Yes, you can purchase an optical (or more accurately called TOSLINK) cable to HDMI converter. Just go to your favorite electronics store (best buy, Amazon, etc) and type in TOSLINK to HDMI converter and you will come up with a bunch of them. 

HDMI has better quality audio than TOSLINK, but, unless you have the proverbial golden ear, you probably won't notice the difference. 

I am surprised your TCL TV doesn't have optical out on it. And conversely, that your soundbar doesn't have HDMI ARC (Audio Return Channel) on it.


----------



## Ryanmalott (Apr 9, 2017)

ktownskier said:


> Yes, you can purchase an optical (or more accurately called TOSLINK) cable to HDMI converter.
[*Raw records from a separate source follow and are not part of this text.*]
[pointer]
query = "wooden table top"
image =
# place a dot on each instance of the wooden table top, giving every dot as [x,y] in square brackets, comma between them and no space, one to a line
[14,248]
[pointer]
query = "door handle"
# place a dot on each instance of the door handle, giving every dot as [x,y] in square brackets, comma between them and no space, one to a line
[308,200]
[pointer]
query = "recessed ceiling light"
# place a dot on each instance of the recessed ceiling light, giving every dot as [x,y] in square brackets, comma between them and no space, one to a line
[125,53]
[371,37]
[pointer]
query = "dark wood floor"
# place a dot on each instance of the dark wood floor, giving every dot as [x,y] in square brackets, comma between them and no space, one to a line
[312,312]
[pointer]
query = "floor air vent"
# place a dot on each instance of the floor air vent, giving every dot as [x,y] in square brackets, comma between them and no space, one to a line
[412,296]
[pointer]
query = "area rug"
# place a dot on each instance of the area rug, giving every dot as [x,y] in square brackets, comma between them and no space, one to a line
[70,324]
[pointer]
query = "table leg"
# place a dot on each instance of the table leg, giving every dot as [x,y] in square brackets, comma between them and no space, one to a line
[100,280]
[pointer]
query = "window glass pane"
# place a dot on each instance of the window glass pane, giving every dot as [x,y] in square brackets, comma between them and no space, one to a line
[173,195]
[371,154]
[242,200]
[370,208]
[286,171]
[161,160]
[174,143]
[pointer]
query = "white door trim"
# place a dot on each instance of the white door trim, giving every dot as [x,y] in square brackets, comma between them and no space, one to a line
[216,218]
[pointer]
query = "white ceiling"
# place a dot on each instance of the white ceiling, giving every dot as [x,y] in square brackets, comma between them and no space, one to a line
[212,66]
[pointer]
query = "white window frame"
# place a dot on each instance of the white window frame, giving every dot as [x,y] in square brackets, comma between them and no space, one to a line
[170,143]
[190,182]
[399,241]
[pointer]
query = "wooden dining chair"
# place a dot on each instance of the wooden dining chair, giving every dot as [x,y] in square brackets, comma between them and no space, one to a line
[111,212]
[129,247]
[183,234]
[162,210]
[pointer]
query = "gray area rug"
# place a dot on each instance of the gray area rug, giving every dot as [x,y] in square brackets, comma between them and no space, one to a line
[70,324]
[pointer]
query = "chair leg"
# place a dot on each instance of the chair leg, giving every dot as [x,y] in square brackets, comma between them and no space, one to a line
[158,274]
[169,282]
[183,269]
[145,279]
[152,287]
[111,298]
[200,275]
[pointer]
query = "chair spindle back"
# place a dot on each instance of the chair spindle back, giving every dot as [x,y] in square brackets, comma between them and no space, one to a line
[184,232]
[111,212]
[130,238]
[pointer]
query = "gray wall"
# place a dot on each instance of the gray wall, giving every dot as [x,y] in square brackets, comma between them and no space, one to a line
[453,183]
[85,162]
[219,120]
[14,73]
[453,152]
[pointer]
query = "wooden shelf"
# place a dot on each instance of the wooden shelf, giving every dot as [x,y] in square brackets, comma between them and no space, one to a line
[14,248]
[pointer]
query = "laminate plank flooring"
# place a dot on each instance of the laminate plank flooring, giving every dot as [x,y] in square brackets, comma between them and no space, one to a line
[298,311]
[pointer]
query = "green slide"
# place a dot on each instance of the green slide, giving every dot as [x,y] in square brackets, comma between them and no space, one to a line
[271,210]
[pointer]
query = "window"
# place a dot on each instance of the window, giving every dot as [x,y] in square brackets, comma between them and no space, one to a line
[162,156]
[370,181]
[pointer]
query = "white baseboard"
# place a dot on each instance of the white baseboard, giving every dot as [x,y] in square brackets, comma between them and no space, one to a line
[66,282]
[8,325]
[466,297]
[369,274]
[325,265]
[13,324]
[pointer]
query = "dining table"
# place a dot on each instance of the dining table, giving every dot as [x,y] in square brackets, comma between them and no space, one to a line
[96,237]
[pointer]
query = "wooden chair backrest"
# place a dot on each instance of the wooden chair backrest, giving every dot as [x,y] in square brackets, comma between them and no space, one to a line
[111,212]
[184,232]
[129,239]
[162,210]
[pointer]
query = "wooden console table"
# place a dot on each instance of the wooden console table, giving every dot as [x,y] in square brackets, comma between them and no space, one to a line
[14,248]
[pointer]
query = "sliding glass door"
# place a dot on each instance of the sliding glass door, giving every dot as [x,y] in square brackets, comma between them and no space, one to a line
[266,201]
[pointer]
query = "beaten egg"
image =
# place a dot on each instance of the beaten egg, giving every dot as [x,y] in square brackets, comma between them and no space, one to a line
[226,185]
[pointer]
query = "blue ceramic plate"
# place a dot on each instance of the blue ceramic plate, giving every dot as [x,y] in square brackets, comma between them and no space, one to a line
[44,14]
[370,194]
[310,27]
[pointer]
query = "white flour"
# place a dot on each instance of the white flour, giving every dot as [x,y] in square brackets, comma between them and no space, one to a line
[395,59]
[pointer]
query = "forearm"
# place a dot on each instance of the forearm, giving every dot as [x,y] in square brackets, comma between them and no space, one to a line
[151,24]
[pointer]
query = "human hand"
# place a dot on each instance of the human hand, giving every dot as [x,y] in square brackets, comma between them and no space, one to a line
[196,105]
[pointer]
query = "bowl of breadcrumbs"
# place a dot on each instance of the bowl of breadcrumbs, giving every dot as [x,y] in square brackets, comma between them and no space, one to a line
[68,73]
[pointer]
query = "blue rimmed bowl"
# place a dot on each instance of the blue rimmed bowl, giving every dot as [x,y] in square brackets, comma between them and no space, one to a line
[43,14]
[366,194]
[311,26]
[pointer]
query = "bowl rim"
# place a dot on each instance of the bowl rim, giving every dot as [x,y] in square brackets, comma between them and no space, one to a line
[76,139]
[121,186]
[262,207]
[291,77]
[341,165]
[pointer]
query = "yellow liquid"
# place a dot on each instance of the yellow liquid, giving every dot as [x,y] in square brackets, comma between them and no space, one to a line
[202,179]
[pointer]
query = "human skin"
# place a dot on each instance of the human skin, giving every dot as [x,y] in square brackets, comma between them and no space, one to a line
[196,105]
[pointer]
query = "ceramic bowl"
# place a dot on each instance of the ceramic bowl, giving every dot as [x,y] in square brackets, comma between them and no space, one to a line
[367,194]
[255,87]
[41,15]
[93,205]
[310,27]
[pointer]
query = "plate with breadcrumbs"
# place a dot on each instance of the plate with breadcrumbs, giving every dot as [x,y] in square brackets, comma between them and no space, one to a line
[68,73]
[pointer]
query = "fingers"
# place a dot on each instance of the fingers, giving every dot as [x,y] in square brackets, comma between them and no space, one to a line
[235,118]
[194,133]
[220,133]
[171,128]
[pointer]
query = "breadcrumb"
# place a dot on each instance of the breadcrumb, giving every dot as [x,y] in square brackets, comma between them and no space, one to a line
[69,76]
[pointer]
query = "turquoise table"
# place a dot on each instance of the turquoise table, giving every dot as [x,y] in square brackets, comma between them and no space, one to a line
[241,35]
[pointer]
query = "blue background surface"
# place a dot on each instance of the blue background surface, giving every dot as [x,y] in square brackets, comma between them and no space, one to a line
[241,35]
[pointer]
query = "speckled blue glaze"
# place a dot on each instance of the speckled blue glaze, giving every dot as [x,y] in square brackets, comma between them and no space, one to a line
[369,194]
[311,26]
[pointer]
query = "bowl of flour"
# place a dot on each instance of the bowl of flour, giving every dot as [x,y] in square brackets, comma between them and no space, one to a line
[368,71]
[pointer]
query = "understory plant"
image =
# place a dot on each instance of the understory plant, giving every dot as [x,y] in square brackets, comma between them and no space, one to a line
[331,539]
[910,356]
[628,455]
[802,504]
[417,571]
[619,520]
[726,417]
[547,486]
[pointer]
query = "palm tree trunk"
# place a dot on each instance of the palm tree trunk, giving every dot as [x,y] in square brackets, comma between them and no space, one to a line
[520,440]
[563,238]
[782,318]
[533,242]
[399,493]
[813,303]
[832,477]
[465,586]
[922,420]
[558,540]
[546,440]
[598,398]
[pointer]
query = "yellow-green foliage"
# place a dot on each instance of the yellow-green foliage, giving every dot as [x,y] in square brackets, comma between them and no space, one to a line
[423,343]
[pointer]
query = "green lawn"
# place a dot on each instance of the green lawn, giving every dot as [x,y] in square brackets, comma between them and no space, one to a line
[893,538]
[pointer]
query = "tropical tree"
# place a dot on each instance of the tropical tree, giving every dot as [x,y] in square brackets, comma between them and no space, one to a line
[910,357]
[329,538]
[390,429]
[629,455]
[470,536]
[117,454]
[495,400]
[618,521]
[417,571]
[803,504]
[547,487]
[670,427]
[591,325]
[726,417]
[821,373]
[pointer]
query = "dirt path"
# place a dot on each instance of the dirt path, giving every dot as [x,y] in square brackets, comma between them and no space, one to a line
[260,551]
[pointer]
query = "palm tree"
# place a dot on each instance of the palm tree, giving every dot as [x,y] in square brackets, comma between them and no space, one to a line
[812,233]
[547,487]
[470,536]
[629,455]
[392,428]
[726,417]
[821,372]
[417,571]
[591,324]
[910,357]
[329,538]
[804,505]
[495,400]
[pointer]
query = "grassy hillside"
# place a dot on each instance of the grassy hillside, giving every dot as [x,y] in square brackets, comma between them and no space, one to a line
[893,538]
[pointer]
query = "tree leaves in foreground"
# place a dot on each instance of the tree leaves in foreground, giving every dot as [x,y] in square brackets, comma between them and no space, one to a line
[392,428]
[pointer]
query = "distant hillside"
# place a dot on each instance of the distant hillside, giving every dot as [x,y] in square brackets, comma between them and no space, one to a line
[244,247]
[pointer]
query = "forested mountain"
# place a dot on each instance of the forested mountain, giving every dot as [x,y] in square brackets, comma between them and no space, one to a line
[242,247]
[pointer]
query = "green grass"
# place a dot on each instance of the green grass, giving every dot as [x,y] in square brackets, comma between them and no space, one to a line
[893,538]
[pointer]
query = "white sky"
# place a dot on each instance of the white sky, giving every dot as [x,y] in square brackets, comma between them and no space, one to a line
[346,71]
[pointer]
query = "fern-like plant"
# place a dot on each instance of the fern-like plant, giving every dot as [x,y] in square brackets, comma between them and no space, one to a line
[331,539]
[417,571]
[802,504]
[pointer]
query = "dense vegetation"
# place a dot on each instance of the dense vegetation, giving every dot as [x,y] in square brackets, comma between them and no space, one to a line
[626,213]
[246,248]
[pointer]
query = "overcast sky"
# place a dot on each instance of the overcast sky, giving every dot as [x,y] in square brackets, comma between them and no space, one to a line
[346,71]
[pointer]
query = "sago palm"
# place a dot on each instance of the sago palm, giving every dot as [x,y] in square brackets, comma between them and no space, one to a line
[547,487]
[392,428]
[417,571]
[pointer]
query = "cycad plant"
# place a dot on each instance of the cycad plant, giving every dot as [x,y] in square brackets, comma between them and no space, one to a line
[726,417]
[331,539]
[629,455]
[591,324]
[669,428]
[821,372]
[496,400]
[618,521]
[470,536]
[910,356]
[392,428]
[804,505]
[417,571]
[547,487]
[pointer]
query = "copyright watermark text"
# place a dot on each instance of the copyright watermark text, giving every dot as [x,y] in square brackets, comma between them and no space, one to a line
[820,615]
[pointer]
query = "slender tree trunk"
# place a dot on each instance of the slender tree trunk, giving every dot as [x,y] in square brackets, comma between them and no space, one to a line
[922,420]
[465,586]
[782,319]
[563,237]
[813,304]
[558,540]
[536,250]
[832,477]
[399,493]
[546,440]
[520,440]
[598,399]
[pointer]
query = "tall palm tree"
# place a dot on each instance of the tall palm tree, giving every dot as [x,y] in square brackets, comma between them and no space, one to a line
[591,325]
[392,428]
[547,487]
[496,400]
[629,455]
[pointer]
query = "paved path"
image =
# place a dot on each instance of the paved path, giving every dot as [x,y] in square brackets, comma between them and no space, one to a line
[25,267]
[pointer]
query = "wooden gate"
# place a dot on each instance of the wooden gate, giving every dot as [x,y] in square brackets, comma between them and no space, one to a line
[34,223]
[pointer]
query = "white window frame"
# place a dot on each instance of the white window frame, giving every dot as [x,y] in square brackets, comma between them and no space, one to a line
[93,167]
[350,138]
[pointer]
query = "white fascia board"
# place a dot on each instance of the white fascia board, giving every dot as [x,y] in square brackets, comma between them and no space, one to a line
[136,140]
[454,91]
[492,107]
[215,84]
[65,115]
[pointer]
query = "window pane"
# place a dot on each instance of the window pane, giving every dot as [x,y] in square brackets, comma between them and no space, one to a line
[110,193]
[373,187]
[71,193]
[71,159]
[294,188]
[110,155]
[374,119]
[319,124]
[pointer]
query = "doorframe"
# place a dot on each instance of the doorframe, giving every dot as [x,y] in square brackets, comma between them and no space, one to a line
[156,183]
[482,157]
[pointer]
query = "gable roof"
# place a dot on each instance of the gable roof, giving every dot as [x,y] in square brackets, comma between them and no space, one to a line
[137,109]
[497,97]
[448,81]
Just go to your favorite electronics store (best buy, Amazon, etc) and type in TOSLINK to HDMI converter and you will come up with a bunch of them.
> 
> HDMI has better quality audio than TOSLINK, but, unless you have the proverbial golden ear, you probably won't notice the difference.
> 
> I am surprised your TCL TV doesn't have optical out on it. And conversely, that your soundbar doesn't have HDMI ARC (Audio Return Channel) on it.


The tv does have an ARC but the soundbar does not have hdmi


----------



## ktownskier (Aug 22, 2018)

Like I said "I am surprised your TCL TV doesn't have OPTICAL out on it. 

And conversely, that your SOUNDBAR doesn't have HDMI ARC (Audio Return Channel) on it."


----------



## huesmann (Aug 18, 2011)

TCL is a lower end brand, so it's not a huge surprise it's not fully featured, especially since toslink seems to be on the way out.


----------



## ktownskier (Aug 22, 2018)

huesmann said:


> TCL is a lower end brand, so it's not a huge surprise it's not fully featured, especially since toslink seems to be on the way out.


 @huesmann, yeah, I agree about TOSLINK (Toshiba Link but now a common name for optical cable) it does seem like it's on it's way out since HDMI can do so much more in the same amount of space. 

And give you better sound capability. 

One of the few "improvements" in electronics that actually does improve things. 

Any one remember DAT?


----------